Ferraz revendique également le plan d'urgence pour Ceuta, que Mínguez a chiffré à 345 millions d'euros, comme l'une des principales mesures économiques adoptées pour répondre aux besoins de la ville et atténuer les conséquences de la crise sur les services publics, les quartiers et l'activité économique.

La stratégie de communication aura une nouvelle épreuve ce jeudi, lorsque Sánchez comparaisse à partir de 9h00 devant le Plénum du Congrès pour informer, à sa propre demande et celle du Groupe Populaire, sur la gestion du Gouvernement et la situation de Ceuta.

La demande arrive après les critiques du PSOE ceutien

L'ordre de Sánchez pour renforcer la défense de l'action gouvernementale arrive après que les députés socialistes à l'Assemblée de Ceuta Melchor León et Sebastián Guerrero aient marqué des distances avec la gestion de l'Exécutif central.

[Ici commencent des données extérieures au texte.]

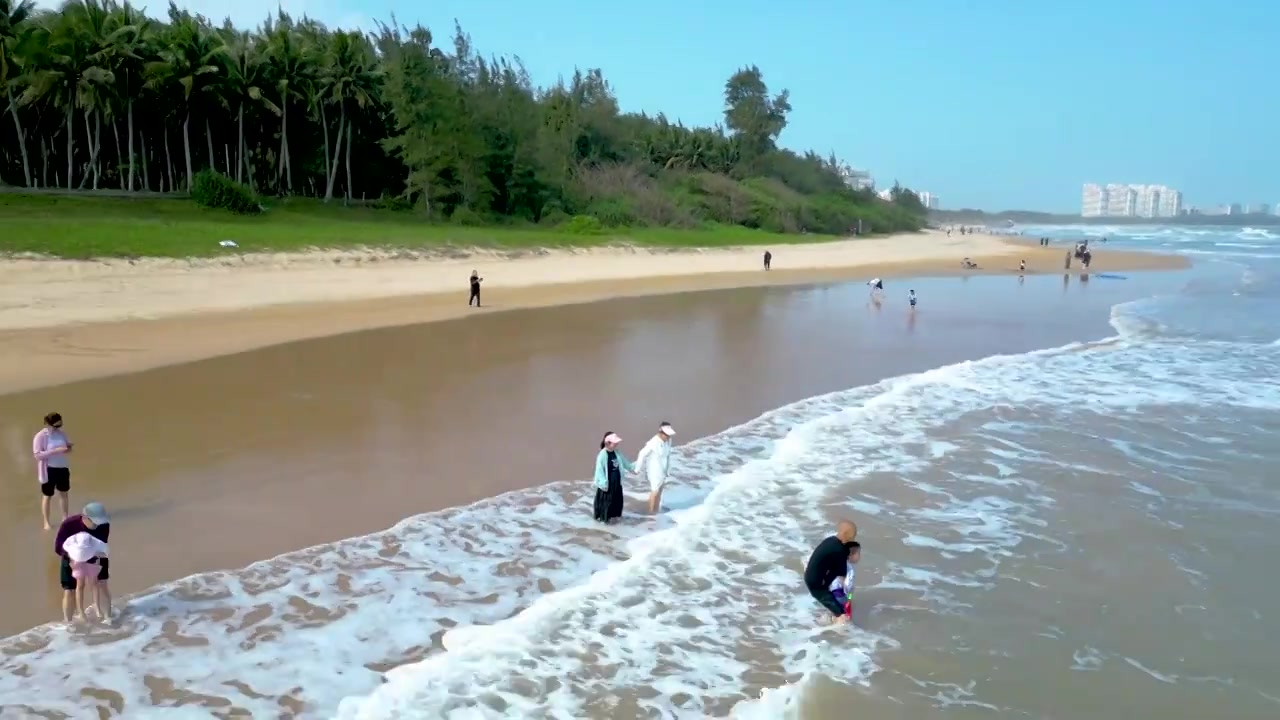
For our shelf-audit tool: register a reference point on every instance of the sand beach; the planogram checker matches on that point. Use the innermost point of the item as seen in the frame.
(236, 414)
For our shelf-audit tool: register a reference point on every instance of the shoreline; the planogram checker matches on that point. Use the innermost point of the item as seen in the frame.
(71, 320)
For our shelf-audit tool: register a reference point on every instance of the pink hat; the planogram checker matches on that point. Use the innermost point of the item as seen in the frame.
(83, 547)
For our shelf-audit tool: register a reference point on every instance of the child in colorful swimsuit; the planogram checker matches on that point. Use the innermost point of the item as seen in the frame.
(842, 588)
(83, 550)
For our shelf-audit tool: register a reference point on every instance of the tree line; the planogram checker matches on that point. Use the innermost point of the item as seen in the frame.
(100, 96)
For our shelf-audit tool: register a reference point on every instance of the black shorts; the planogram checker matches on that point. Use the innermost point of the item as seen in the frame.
(827, 600)
(68, 582)
(56, 479)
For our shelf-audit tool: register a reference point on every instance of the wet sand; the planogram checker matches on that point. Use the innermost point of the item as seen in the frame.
(229, 460)
(72, 320)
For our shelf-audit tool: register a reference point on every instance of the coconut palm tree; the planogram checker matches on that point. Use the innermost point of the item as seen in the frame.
(13, 17)
(191, 60)
(62, 71)
(350, 78)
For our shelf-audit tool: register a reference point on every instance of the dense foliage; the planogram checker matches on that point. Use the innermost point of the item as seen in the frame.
(97, 95)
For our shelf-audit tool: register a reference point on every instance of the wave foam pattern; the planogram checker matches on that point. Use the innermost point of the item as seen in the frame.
(689, 616)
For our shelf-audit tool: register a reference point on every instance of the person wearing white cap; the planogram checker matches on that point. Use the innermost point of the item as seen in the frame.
(82, 554)
(609, 464)
(654, 463)
(95, 522)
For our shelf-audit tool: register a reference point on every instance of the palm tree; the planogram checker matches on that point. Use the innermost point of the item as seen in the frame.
(246, 74)
(13, 17)
(348, 78)
(63, 72)
(289, 65)
(128, 45)
(191, 59)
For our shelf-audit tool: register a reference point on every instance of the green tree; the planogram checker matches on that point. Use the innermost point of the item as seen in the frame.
(754, 117)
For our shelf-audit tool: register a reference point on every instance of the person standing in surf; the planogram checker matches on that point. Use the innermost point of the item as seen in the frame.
(53, 468)
(654, 464)
(827, 563)
(609, 464)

Les deux ont réclamé une réponse plus ferme et ont proposé des mesures telles que la déclaration de l'état d'alarme, l'intervention de l'Unité Militaire d'Urgence et le déploiement permanent de Frontex à la frontière. León a même demandé la démission de Marlaska s'il ne tenait pas son engagement de renvoyer au Maroc ceux qui seraient entrés irrégulièrement et n'auraient pas le droit de rester en Espagne.

La direction fédérale essaie maintenant de resserrer les rangs autour de la gestion du Gouvernement et de transmettre un message commun avant la comparution de Sánchez au Congrès. Le manifeste se termine en défendant le respect de la loi, la récupération de la coexistence et la protection des droits de l'homme : "Maintenant plus que jamais, nous sommes avec Ceuta".